Still, market pros who spoke to CNBC.com said that while the market may be due for a pullback, it's too early to pronounce the bull dead.

"I think of the poor souls who have been on the sidelines waiting for a correction," Al Goldman, chief market strategist at A.G. Edwards, told CNBC.com. "The market is acting very tired, but my sense is this is going to be a temporary pullback because fundamentals are still good."

"Any one day or any one week really doesn't matter," Michael Cuggino, Portfolio Manager at Permanent Portfolio Funds, told CNBC.com. "I think investors are asking, 'Where are we going?' You combine that with higher oil and slower earnings growth and this is what you're seeing in the market."

Where to Put Your Money

Understandably, investors want to take advantage of the market if it continues to climb, but no one wants to get caught in a serious downdraft. Analysts say there are still good ways to play the market, even if a correction is looming.

"I think the prudent investor should be pretty diversified right now because of all the different risk factors," said Cuggino. "Have a healthy dose of equities but also some investments beyond stocks such as precious metals and the shorter end of bonds for income."

"Keep your money on the sidelines for a few days and use these pullbacks as a buying opportunity," said Goldman. "We like medical products, biotech, financials and selective high-quality technology stocks, which are coming out of the doghouse."

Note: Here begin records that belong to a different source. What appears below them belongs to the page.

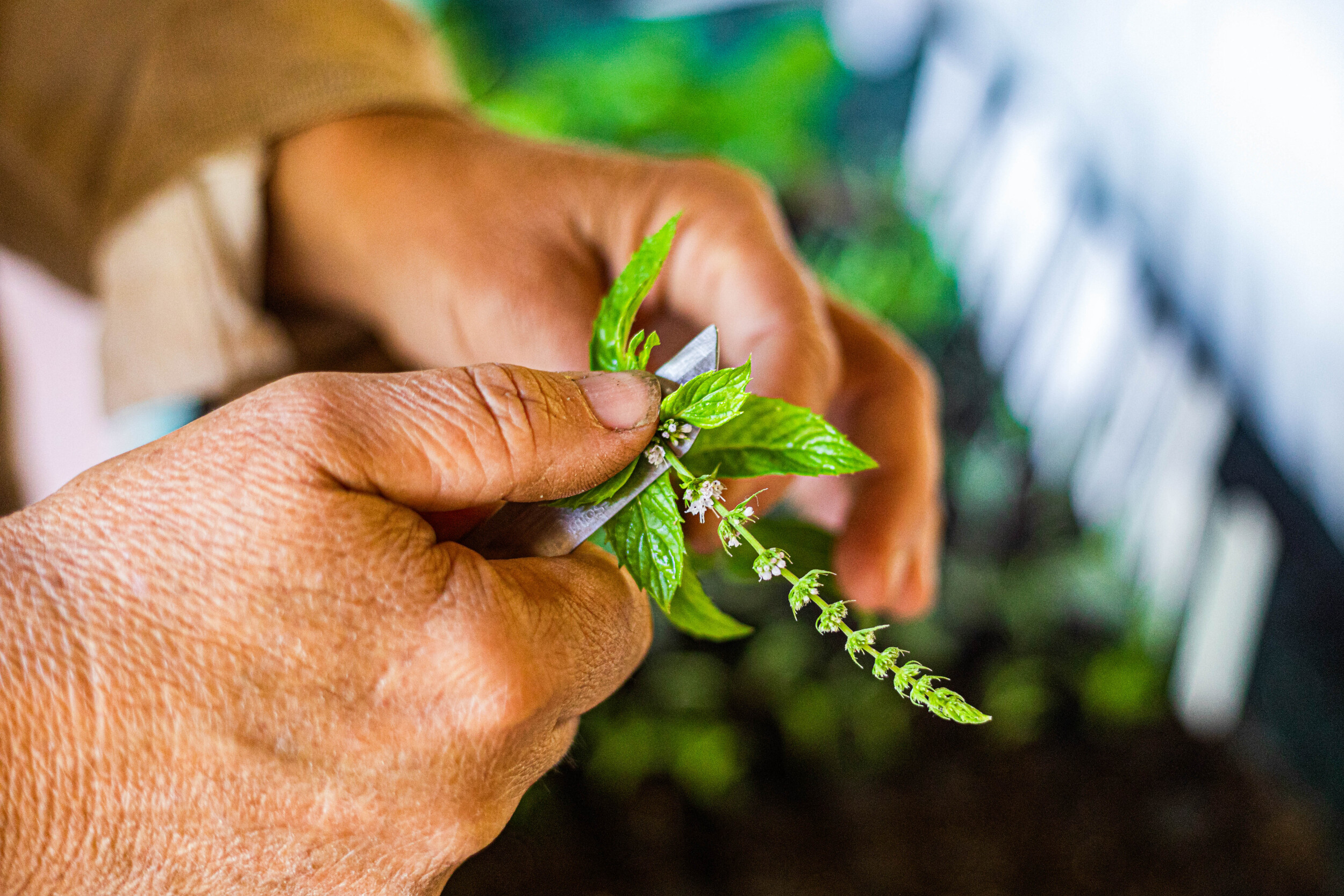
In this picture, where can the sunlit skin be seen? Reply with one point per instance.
(464, 245)
(237, 661)
(244, 658)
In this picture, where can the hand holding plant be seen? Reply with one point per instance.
(741, 436)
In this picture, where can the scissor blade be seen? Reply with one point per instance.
(545, 531)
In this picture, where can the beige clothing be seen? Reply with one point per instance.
(135, 139)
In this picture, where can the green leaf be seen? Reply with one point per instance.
(772, 436)
(647, 539)
(694, 613)
(603, 492)
(609, 350)
(710, 399)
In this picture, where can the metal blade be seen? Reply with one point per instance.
(545, 531)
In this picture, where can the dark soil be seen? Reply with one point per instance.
(1146, 812)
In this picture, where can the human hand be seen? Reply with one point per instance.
(237, 660)
(461, 245)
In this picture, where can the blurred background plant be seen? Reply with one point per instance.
(709, 743)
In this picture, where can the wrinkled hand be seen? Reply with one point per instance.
(464, 245)
(235, 660)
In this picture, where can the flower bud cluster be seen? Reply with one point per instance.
(861, 641)
(734, 520)
(700, 494)
(770, 563)
(832, 617)
(805, 590)
(674, 432)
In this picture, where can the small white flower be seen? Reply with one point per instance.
(700, 497)
(770, 563)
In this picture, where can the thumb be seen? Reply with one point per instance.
(467, 436)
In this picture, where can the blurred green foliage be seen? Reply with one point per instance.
(1034, 620)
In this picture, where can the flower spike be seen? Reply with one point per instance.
(861, 641)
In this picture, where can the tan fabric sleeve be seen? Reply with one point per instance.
(104, 103)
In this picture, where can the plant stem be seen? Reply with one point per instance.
(760, 548)
(918, 679)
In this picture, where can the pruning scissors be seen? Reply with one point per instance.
(544, 529)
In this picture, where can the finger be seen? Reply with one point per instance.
(733, 265)
(886, 556)
(590, 621)
(544, 640)
(463, 437)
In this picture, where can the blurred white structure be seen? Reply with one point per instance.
(1144, 205)
(1068, 159)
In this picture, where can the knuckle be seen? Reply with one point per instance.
(517, 409)
(304, 401)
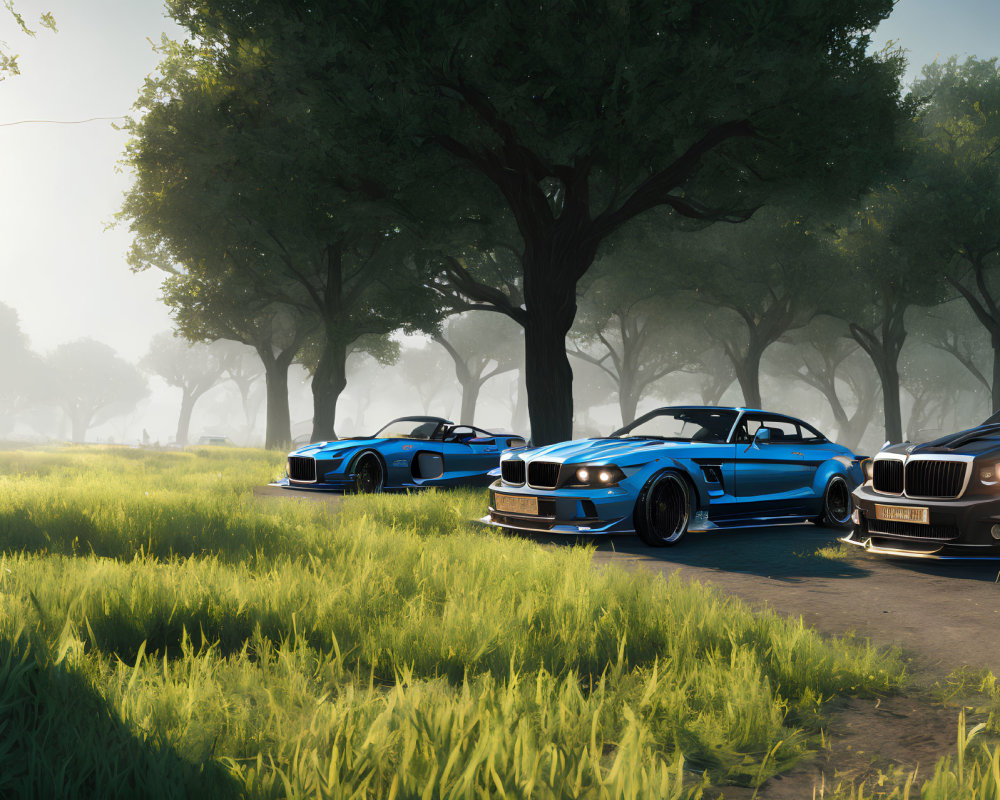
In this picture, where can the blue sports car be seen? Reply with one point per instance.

"This is not the big one but this is a shoplifter's market in that everyone is looking over their shoulder," Adam Lass, senior market analyst at Wavestrength.com, told CNBC.com. "When you have nothing strong going one way or the other, we recommend getting a piece of the action and the threat.

"We are buying mid-dated Diamond puts (the exchange traded fund which tracks the Dow Jones Industrial Average), but going long on the ETF," he added." We recommend at least one good oil company. We suggest buying Chevron." Lass does not own any of his recommendations.

Next Week's Drivers

A big factor in where the market goes from here is the slew of economic data next week-- including new and existing home sales, durable goods and the latest revision of fourth-quarter economic growth. Analysts are expecting a downward revision of the GDP to 2.3% from the hefty 3.5% reported last month. Analysts say they will be looking for telltale signs in the data about the strength of the economy.

"We've got existing home sales and new home sales, which are trigger points for indicating if we'll be pulled into a recession or avoid it," Rob Morgan, Investment Strategist at Janney Montgomery Scott, told CNBC.com.

"My hunch is that home sales will be on the weak side," said Joseph Keating Chief Investment Officer at First American Asset Management. "The key number to watch will be the inventory on new homes. I think it will point to the housing slump not being over yet by a long shot."

"We're looking for a strong GDP number," said Cuggino. "The biggest surprise to me was the annualized GDP number for last year. Despite rising interest rates, the economy did not slow as everyone expected. I see the economy still continuing to grow."